The Supreme Council of Cyberspace of Iran recently adopted a document allowing for the identification of internet users, according to Radio Farda.
The document, entitled “Authentic Identity System in Cyberspace,” is meant to develop and promote digital business and to allow for “free, healthy, dynamic, responsible and beneficial interactions with respect for individual and collective rights in social, economic and political relationships between all kinds of entities in cyberspace,” stated the council during the meeting.
The Council has stated in previous meetings that a valid identity system in cyberspace is necessary for “any kind of technical, economic (monetary and financial), cultural, social, political and administrative interaction between individuals, groups, objects, services, content and locations.”
How this document will be implemented is unclear. It is also unknown if the plan will only be implemented on the National Information Network or on all Internet Service Providers.

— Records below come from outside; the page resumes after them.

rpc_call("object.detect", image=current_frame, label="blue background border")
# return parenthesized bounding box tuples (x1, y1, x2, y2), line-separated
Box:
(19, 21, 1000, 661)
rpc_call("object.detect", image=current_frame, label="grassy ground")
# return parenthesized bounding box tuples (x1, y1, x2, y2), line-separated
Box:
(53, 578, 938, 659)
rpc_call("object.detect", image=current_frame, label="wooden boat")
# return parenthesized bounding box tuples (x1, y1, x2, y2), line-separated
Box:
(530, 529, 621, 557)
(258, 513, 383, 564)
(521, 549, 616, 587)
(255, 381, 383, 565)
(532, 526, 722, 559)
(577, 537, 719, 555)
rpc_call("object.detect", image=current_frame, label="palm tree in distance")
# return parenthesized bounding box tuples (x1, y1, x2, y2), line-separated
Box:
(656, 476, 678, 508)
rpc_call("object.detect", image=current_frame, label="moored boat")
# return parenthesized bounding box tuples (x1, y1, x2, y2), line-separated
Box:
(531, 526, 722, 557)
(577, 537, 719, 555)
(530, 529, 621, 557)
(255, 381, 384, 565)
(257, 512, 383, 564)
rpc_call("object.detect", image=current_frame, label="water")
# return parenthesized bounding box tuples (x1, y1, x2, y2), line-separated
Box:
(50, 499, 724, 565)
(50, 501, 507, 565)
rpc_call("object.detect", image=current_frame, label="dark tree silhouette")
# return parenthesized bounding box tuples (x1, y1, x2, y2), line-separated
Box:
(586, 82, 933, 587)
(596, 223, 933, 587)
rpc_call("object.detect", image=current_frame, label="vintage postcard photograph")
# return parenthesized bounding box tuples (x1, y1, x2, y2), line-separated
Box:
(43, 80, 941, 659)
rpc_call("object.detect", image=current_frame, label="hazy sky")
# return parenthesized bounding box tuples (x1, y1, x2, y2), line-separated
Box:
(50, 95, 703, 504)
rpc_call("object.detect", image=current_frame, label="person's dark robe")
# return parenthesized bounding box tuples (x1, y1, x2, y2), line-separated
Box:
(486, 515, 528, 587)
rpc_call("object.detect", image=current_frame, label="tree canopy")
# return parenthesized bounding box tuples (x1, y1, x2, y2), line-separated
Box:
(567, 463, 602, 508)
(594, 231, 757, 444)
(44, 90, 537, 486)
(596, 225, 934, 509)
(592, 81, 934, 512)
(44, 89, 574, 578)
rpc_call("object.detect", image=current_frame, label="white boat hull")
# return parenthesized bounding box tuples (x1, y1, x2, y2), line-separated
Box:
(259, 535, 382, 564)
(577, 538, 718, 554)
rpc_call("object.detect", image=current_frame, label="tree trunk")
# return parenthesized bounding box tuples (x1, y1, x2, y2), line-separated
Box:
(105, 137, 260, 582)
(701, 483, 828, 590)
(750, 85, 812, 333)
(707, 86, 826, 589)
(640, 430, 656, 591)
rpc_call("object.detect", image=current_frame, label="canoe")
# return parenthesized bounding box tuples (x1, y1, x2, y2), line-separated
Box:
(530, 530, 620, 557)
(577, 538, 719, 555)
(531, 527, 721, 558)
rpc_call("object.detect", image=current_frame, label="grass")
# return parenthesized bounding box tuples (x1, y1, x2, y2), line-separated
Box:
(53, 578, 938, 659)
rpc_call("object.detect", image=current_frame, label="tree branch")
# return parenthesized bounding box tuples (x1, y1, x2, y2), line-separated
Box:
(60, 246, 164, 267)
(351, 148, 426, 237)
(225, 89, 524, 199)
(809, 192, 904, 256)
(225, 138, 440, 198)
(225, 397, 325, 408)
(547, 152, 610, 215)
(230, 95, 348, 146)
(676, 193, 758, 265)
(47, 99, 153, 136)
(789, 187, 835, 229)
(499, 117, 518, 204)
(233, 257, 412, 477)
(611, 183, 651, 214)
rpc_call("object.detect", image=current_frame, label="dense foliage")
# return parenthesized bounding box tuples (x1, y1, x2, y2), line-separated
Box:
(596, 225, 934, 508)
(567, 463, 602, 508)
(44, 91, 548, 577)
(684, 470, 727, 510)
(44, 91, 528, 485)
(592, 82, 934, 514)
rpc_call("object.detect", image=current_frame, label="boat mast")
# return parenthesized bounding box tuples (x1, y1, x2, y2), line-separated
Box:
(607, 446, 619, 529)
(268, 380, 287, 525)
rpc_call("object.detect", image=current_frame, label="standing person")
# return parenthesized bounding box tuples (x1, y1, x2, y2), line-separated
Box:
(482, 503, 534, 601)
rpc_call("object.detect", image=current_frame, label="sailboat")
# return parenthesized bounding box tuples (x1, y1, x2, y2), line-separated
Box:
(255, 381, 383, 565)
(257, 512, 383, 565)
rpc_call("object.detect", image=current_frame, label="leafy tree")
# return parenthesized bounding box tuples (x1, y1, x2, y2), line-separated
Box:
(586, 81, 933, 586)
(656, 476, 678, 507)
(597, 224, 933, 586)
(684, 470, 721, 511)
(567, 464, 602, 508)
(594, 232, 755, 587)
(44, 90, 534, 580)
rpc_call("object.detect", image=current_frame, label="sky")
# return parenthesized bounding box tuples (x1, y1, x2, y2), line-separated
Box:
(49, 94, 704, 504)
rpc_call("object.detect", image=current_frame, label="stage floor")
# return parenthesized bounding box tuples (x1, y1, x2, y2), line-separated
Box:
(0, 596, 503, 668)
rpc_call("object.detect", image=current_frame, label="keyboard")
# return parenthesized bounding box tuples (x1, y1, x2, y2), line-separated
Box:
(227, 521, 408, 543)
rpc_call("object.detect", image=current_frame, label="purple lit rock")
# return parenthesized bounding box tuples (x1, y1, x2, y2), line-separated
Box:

Minister of Communications Mahmoud Vaezi stated that identifying internet users was a “current priority” and that in the future there would be no anonymous internet users in Iran, according to Radio Farda.
The purpose of identifying internet users is to “classify individuals into groups of professors, universities, students, business and other guilds to manage the needs of each group,” according to the Ministry of Communications.
Vaezi explained that the national network of government information services is provided to the public and authentication prevents the need for a national ID card.
Iran’s National Information Network (ININ) is an intranet system that the country is working on in an attempt to cut the Islamic Republic’s dependency on international cyberspace, according to Radio Farda.
The Supreme Council of the Cultural Revolution announced that the ININ is 80% complete in May.
The plan was first announced in 2010 with an expected completion date in 2015.
“All domestic activities, services, applications [and] various types of contents… are included in the national internet,” said Communications and Information Technology Minister Mahmoud Vaezi at the inauguration event in 2016, according to the BBC.
Iran already has blocked access to tens of thousands of sites and services including Twitter and Facebook, although many users use virtual private networks (VPNs) and proxy sites to bypass the filter.
“The National Internet Project could pave the way for further isolation, surveillance and information retention,” stated a report by the British human rights campaign group Article 19, according to the BBC. “[It] risks severely isolating the Iranian people from the rest of the online world, limiting access to information and constraining attempts at collective action and public protest.”